Current stress test requirements for power retailers insufficient: minister

Tan See Leng says Open Electricity Market remains viable; but its foundation needs a recharge

Anita Gabriel
Published Mon, Nov 1, 2021 · 05:36 AM

    NINE electricity retailers remain in Singapore's Open Electricity Market (OEM) following the exit of 5 players so far. Depending on the severity and duration of the energy crunch, more retailers could exit or re-enter the market, said Second Minister for Trade and Industry Tan See Leng.

    Even so, the viability of OEM remains and there is sufficient competition in the market although there is "no magic number" on the number of retail licensees needed to sustain the OEM, said Dr Tan. He was responding to a long string of parliament questions on Monday (Nov 1) in relation to the goings-on lately in Singapore's electricity sector, which has seen several market players bow out amid sharp spikes in spot electricity prices.

    Dr Tan however admitted that the foundation of the OEM will need to be strengthened.

    Presently, retailers are vetted and have to satisfy a stringent set of requirements before they are issued a licence to serve OEM consumers, he explained.

    They have to demonstrate the management team's relevant experience in energy retailing or trading and have to consistently hedge at least 50 per cent of their wholesale electricity price risk. They are also required to submit financial statements to the Energy Market Authority, which allows the regulator to monitor their financial health.
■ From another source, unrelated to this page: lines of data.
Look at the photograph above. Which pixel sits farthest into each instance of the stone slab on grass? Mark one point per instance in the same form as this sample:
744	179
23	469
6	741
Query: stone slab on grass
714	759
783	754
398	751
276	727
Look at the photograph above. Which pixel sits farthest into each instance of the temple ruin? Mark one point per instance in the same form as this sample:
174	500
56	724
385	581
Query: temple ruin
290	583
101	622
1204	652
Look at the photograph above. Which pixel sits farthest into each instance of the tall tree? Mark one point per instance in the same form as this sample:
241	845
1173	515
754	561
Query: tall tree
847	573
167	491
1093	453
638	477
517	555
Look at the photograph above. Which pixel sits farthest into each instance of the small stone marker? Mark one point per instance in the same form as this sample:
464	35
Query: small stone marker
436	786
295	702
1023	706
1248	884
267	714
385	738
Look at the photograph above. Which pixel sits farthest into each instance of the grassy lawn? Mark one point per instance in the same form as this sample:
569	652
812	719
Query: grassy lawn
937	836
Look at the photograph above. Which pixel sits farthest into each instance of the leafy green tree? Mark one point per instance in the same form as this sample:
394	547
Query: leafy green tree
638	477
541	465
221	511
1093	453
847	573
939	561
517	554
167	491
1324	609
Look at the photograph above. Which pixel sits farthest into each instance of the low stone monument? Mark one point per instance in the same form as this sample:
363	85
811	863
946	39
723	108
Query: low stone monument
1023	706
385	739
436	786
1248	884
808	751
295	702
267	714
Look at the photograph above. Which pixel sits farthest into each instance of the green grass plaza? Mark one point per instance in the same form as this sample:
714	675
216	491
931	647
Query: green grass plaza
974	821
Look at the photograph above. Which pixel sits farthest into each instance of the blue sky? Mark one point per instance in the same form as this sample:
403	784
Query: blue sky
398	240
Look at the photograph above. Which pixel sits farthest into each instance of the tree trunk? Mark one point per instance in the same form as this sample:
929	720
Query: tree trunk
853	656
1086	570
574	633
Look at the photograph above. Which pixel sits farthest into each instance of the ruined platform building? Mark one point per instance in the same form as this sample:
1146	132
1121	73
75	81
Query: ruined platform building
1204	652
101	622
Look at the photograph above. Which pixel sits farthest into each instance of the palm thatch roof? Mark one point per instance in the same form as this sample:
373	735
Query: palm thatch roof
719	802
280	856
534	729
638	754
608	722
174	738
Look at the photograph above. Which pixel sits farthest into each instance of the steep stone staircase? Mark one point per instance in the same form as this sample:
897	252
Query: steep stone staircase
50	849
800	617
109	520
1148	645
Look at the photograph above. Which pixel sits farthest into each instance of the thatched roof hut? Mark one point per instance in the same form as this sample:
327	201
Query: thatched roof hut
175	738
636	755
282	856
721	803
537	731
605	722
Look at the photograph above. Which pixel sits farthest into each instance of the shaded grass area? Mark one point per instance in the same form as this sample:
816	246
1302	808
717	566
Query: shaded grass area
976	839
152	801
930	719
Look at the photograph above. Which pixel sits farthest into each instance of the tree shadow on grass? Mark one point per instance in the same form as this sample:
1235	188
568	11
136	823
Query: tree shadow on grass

    "On hindsight, these are necessary but insufficient to withstand a severe stress test, such as the one we are currently facing. Some retailers were ill-prepared to weather the storm," he said.

    "Members have raised useful suggestions on how we can further strengthen these requirements and the futures market. We will consider them carefully," he added.

    Under Singapore's progressive liberalisation of the electricity sector, the OEM was launched nationwide for households beginning 2018. As a result, household consumers were able to benefit from greater choice, competitive pricing and innovative offers with no change to the reliability of their electricity supply, he said.

    But some market participants had not anticipated nor were they sufficiently prepared for the current volatile market conditions. Global energy shocks and disruptions to Singapore's piped natural gas have led to spikes in wholesale electricity prices.

    He cited a couple of factors for the retailers' exits including their under-hedged positions, whereby they found themselves having to buy the unhedged portion of electricity at the high wholesale electricity prices and sell them at much lower contracted rates to consumers. The other was a lack of liquidity in the electricity futures market.

    "Given the huge volatility, market makers were not prepared to take on significant positions. This is similar to the situation in other commodity markets," he continued.

    As of end-October, about 140,000 households and 11,000 business accounts will either be transferred to another retailer, or back to SP Group following the exits over the last 3 weeks of iSwitch Energy, Ohm Energy, Best Electricity, UGS Energy and SilverCloud Energy.

    Collectively, these 5 retailers supply to about 9 per cent of all electricity consumers in the city-state, according to Dr Tan.

    Dr Tan remarked: "The entry and exit of retailers are features of an open and competitive retail market. The unusually high number of exits reflects the severity of the global energy shock. We have observed the same phenomenon in other countries, such as the UK and Spain."

    So far, most consumers in Singapore have been "somewhat cushioned", he said. This is largely because a majority or 99 per cent of household consumers are on standard price plans with retailers or the regulated tariff rate, and about 96 per cent of businesses are on fixed price or discount-of-tariff plans.

    "These have risen by far less than the price of gas or wholesale electricity," he said, adding however that sustained high fuel prices will eventually feed into consumers' electricity bills to reflect the cost of electricity production.

    As to questions by Members Parliament on whether SP could continue to honour the prices and terms of the existing contracts that affected customers had contracted with their electricity retailers, Dr Tan replied: "The transferred households will need to pay the same regulated tariffs as all the other households and small businesses. This reflects the price SP pays to the generating companies for the electricity.

    "Thus, for the transferred customers to pay less, the other consumers with SP will have to pay more than the regulated tariffs to cross-subsidise them".